May 26, 2013

Father of Kelsey Smith speaks about signing of law bearing her name (AUDIO)

Governor Jay Nixon’s signature on a law to help law enforcement find the cell phones of missing persons is a welcome sight to a Kansas father.

Kelsey Smith stands between her mother, Missey, and her father, Greg, who lobbied in Missouri for the passage of the law bearing her name.

Kansas state representative Greg Smith and his wife lobbied in Missouri for the fourth time, this year, for the passage of the law named for their daughter, Kelsey, who was kidnapped and murdered in 2007.

For four days while Kelsey was missing, her cell phone service provider would not give law enforcement information on the location of her phone. Once they released that information, it took only 45 minutes to find her body.

Kelsey’s Law requires cell phone providers to share location information for a missing person’s cell phone with a law enforcement agency, when that agency makes the determination that missing person is in danger.

Smith says he knows this law will save lives. He says in other states, it already has.

“There have been cases where someone may have gone missing, say, due to Alzheimer’s or dementia. They wandered off but they had a cell phone and law enforcement was able to utilize the technology to find that person before any harm could come to them. We know of a stroke victim that was unable to speak but he could continually dial his home phone number from his cell phone. That was the only thing he could remember to do and that was enough and law enforcement used the Kelsey Smith Act and they were able to find this gentlemen and get him to a hospital.”

See our earlier story on the legislation, HB 1108.

Missouri becomes the eighth state to enact Kelsey’s Law. Smith says there is an effort to pass the law at the federal level as well, and Alberta, Canada is also close to passing it.

Smith says he see this law, and the lives it saves, as a legacy for Kelsey. “I’d take it all back to have Kelsey back, but the fact that we’ve done something … that she’s done something to keep other families from having to go through what we went through and what she went through … it’s nice to know that.”

AUDIO:  Mike Lear interviews Greg Smith

Bill would require ‘pings’ of missing persons’ cell phones

A House Committee has heard testimony on a bill that would clear the way for cell phone companies to provide cell phone location information to law enforcement in certain missing persons cases.

Greg and Missey Smith call the bill "Kelsey Smith's law," for their daughter (pictured).

The language of House Bill 1108 has been introduced three previous times in Missouri, and has been passed out of the House but never out of the Senate. It would require companies to locate, or “ping” a cell phone, when law enforcement requests that information in emergencies in which a missing person is in danger of serious physical injury or death. It also protects cell phone companies from being sued for providing that information under the guidelines of the bill.
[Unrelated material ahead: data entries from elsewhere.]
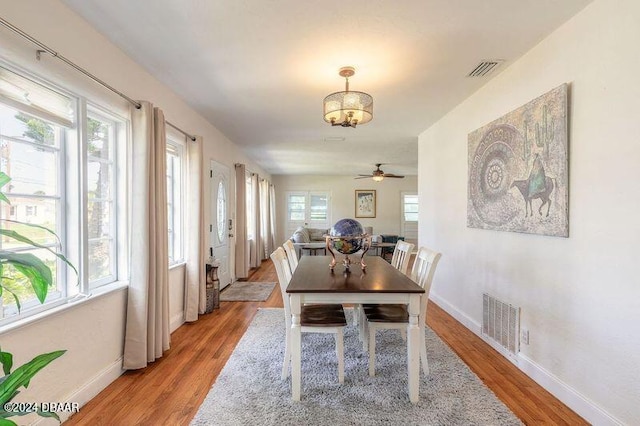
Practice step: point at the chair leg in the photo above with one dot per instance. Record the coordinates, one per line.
(287, 356)
(340, 353)
(364, 330)
(372, 351)
(423, 354)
Missey Smith has advocated for the bill each time. “It’s time that this gets changed.”

Missey and her husband, Greg Smith, are proponents of the bill commonly named for their daughter Kelsey, who was kidnapped from Overland Park, Kansas and found murdered in southern Jackson County in 2007.

Greg, now a legislator in Kansas, says if such language had been law then Kelsey might have been saved. “June 2, 2007 was the night she went missing and she was found four days later … Once that information was released by the cell phone company it only took forty-five minutes to recover her body.” A former police officer, he adds, “If you can get that kind of response in a missing person case, that’s just absolutely light years ahead of what we’re doing right now.”

Missey says the bill changes one component of current law. “They may turn this information over already. So, they’ve already got all of this in place. The Kelsey Smith Act, or this legislation, states they will. That’s the difference. It goes from ‘may’ to ‘shall.’”

No one testified against the bill in the hearing of the House Committee on Utilities.

Learn more about the effort to remember Kelsey, and pass the law named for her.

Missey says it is frustrating the bill has not become law yet, and its sponsor agrees.

This is the first year Representative Jeanie Lauer (R-Blue Springs) has carried the language. “We have history and tracking that shows that this legislation is great, it’s in other states and it is time for Missouri to step up to the plate.”

The bill is currently law in Kansas, Nebraska, Minnesota, New Hampshire and North Dakota. It is being considered this year in Hawaii and the Smiths say it could be taken up later this year in Massachusetts and Illinois. The Smiths says they know of two cases in the states where the law has passed in which cell phone location information has led to the safe recovery of a missing person.

Missy says she will be back in Missouri as needed to push for the bill to become law this year. “Whatever it takes to get it done.”